Tarih bilincine sahip olmayan, tarihe süreklilik halinde bakmayan insanlar, yaşadıkları dönemi ebedi zannederler. Sanırlar ki hiçbir şey değişmemekte ve aynı kalmaktadır. Bugün de insanlar dünyanın haline bakıyor ve çaresizce ne yapacaklarını bilemiyorlar. Ne yapacaklarını bilemediklerinde ise “böyle gelmiş böyle gider” diyorlar. “Bir şey değişmez” diyorlar. Oysa dünden bugüne, dünyamızdan, ne zalimler, ne taç ve taht sahipleri geçti. Tarih, zalimlerin zaferlerinin hiçbir zaman kalıcı olmadığını gözler önüne seriyor. Tarihin birçok döneminde zalim iktidarlar, savaşlar, uzayıp giden karanlık dönemler oldu. Lakin insanlık daima ileriye doğru yürüdü.

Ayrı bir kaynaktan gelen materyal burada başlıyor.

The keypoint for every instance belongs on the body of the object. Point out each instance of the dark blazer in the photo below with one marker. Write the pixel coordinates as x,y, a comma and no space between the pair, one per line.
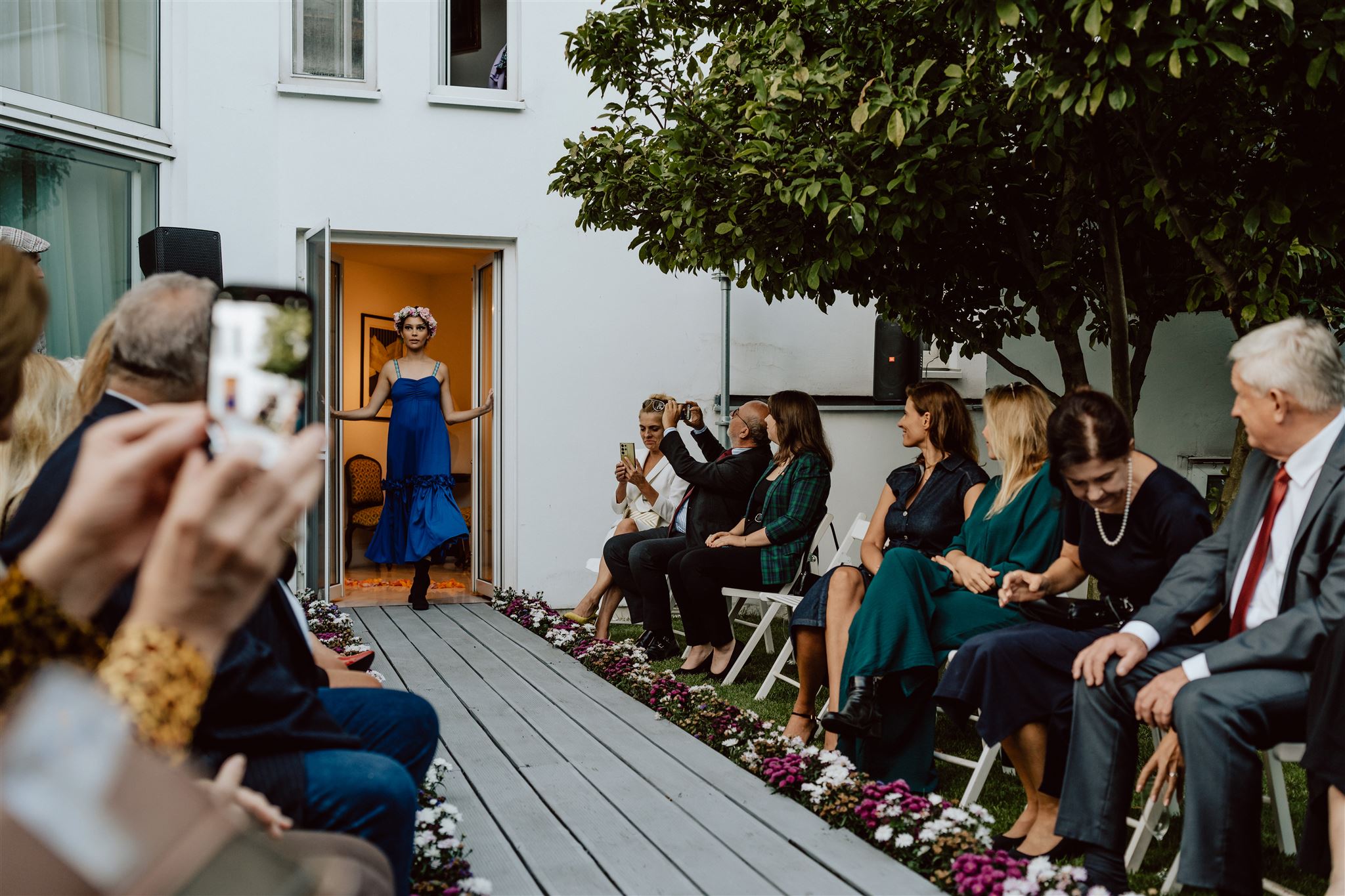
1313,601
721,488
264,699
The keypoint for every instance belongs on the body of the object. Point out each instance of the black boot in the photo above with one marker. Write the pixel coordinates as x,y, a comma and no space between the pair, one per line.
860,716
420,587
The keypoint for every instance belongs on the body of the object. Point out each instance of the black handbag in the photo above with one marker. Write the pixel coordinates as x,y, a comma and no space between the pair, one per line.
1079,614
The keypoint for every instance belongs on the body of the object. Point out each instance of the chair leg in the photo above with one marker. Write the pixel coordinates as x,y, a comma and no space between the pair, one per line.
776,670
1279,805
752,643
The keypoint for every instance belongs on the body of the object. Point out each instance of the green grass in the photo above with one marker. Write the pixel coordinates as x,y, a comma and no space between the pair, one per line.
1002,794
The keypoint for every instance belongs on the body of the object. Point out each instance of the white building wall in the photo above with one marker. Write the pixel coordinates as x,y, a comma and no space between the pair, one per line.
590,330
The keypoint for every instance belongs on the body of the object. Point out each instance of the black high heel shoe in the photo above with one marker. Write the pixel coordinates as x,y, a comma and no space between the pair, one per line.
738,652
860,716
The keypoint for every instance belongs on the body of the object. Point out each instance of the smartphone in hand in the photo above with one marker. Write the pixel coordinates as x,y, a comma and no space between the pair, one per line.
260,350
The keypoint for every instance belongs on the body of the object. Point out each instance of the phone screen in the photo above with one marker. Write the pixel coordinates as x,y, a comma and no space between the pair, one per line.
260,347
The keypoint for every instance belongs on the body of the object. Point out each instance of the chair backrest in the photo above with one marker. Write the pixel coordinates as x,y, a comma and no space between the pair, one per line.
849,548
363,482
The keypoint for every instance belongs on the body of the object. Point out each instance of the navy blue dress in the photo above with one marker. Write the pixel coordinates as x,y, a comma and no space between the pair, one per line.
420,516
927,526
1021,675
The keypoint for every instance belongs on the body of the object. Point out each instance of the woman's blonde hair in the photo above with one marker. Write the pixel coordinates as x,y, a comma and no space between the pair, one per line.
46,413
23,313
1016,417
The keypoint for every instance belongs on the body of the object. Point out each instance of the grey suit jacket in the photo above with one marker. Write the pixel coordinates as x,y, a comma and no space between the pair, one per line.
1313,601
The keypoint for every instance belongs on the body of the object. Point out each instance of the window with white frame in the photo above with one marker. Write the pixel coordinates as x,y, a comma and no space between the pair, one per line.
91,206
102,56
481,51
332,42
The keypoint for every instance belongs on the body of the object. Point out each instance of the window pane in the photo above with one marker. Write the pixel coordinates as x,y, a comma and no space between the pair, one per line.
477,35
99,55
91,206
330,38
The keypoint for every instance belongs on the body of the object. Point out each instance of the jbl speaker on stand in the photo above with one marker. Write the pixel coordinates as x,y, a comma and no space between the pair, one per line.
192,251
896,362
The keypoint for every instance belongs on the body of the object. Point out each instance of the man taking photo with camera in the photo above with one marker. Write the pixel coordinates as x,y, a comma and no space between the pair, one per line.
715,503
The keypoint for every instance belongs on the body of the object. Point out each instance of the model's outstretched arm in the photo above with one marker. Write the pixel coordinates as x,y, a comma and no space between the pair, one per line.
376,402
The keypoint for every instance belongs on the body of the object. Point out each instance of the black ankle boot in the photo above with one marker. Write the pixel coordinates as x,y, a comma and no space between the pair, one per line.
420,587
860,716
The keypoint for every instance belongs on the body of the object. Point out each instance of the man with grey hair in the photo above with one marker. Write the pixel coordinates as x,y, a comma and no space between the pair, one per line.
1274,582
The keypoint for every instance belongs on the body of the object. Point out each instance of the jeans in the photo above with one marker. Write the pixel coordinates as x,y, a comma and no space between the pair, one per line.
373,793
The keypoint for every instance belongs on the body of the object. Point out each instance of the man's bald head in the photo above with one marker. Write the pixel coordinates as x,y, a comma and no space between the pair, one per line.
751,430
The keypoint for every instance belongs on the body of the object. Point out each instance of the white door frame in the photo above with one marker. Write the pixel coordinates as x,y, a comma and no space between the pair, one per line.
506,350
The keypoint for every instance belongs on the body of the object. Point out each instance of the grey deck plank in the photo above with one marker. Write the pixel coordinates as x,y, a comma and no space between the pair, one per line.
630,782
625,855
845,855
751,843
393,680
533,852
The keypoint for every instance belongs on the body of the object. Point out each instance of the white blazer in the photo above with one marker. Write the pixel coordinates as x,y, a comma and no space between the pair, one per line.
663,480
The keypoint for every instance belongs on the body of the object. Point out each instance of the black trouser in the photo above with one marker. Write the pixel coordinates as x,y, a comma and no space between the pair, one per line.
698,575
1223,720
639,565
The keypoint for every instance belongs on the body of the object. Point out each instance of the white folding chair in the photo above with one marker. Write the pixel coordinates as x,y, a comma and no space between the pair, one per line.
770,605
979,767
848,551
1274,761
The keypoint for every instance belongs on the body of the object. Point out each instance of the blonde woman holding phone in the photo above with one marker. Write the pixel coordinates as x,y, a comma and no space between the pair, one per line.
648,495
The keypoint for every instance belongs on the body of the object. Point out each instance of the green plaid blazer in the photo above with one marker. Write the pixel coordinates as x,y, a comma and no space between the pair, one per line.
794,507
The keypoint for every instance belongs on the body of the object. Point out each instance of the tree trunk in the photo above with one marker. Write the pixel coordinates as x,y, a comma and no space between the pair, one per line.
1118,314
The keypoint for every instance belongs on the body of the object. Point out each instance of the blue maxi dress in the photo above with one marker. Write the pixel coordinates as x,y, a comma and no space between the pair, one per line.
420,516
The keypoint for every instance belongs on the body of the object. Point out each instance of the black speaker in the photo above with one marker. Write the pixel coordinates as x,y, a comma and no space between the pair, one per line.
896,362
194,251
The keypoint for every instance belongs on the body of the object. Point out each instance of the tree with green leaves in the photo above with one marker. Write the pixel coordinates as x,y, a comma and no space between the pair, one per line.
981,171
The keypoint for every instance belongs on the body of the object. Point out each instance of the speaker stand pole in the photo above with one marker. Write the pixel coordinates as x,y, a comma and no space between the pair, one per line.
725,285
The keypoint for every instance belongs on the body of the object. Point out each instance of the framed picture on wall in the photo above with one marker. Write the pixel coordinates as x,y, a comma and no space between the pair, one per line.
380,341
464,27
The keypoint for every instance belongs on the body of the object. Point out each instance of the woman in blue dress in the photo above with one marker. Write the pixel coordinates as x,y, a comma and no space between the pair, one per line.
420,519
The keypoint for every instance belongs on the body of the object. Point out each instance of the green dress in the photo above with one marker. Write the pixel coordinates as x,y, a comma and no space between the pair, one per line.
914,616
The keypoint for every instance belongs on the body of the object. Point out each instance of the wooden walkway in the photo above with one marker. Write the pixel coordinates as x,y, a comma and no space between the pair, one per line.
569,786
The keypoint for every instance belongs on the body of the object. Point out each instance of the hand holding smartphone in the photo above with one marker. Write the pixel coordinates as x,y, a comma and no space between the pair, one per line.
260,350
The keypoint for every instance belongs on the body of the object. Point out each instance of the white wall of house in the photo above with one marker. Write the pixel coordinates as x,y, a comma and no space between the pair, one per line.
588,330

İnsanlık dünden bugüne daha iyi bir dünya kurmak, yeryüzü cennetini yaratmak için mücadele etmiştir, etmeye de devam edecektir. Egemenler, insanlığın sınıfsız, sömürüsüz, savaşsız bir toplum hayalini hiçbir zaman karartamadılar. Sınıf bilinçli işçiler her zaman iyimserdir; çünkü onlar tarih bilinciyle doludurlar.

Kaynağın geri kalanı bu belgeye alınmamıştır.